Down the road, only a very few on-premises applications will be kept in the legacy format. These will be applications that have high security or privacy aspects or those that provide competitive differentiation such that IT organizations can justify the continued maintenance of a high-cost installation. But keeping an on-premises standard package like email? There's no future for that kind of thing.
I'm actually a bit heartened about progress on this front. I recently spoke to a gathering of CIOs and was surprised at how aggressively most of them are pursuing SaaS initiatives. This group was looking to get out of the non-value adding IT business as soon as possible.
Make no mistake: Absent an aggressive push to get out from under the legacy burden, all your cloud computing plans will wither on the vine.
Re-architecting the Application Development Process
Many IT organizations decide to pursue cloud computing through a develop-and-test cloud initiative. Often the impetus is that software engineers are turning to Amazon Web Services and IT management wants to prevent it. The thinking goes that by offering developers a local cloud, they can be dissuaded from using a public offering.
That's OK as far as it goes, but it misses the far larger point. Most IT organizations rolling out a developer cloud have only thought about optimizing one facet of applications: developers getting access to resources.

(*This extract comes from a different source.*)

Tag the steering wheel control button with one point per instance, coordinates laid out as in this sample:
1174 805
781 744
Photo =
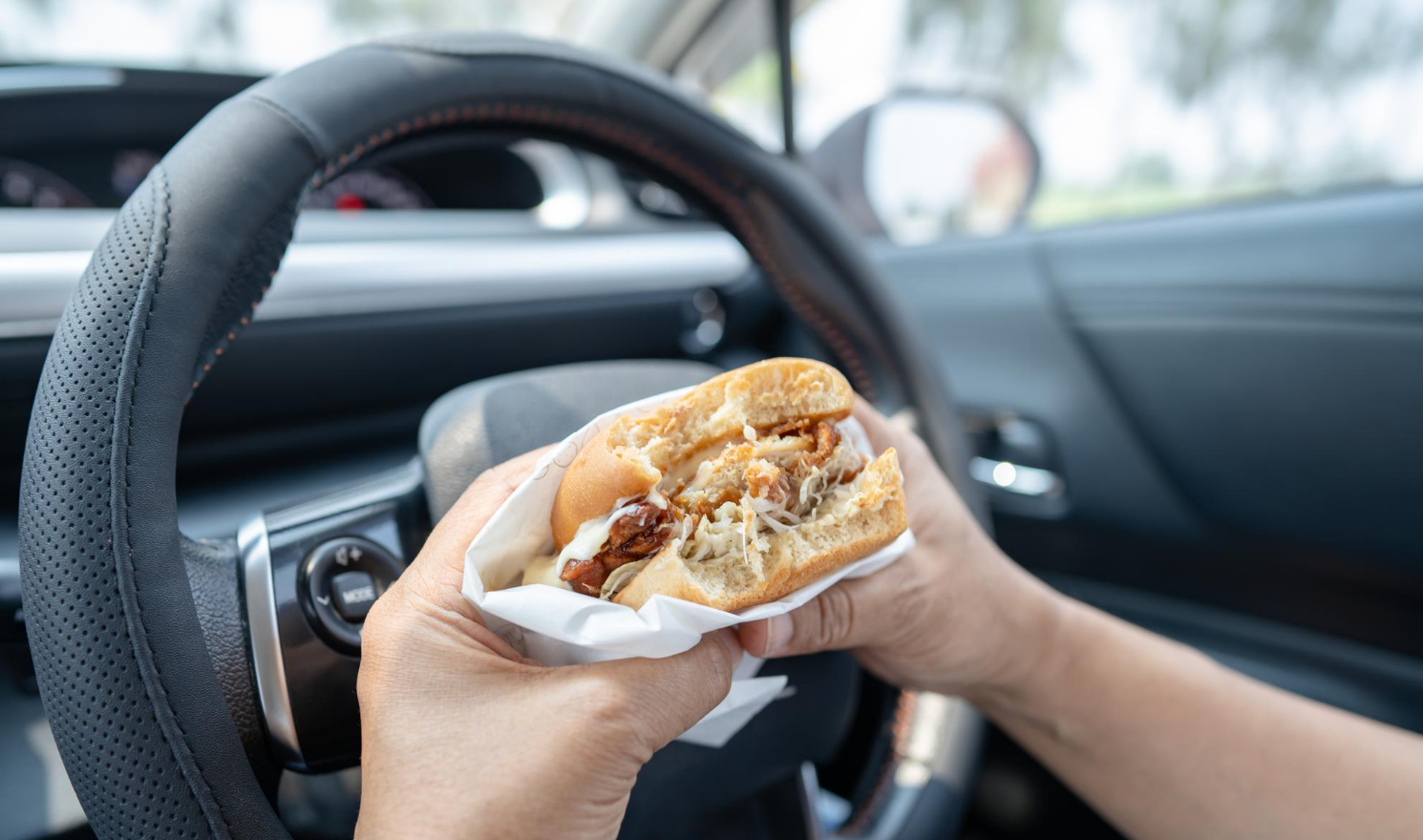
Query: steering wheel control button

They haven't thought about the other two elements of applications -- the development process and operating applications once in production.
Leveraging cloud computing for accelerated access to resources is a big win, but optimizing this element without optimizing the others does not speed applications into production or make them easier to update once in production. Speeding up one part of a process (and that's what application development is, a process) and leaving the other parts unchanged does not appreciably reduce overall deployment time.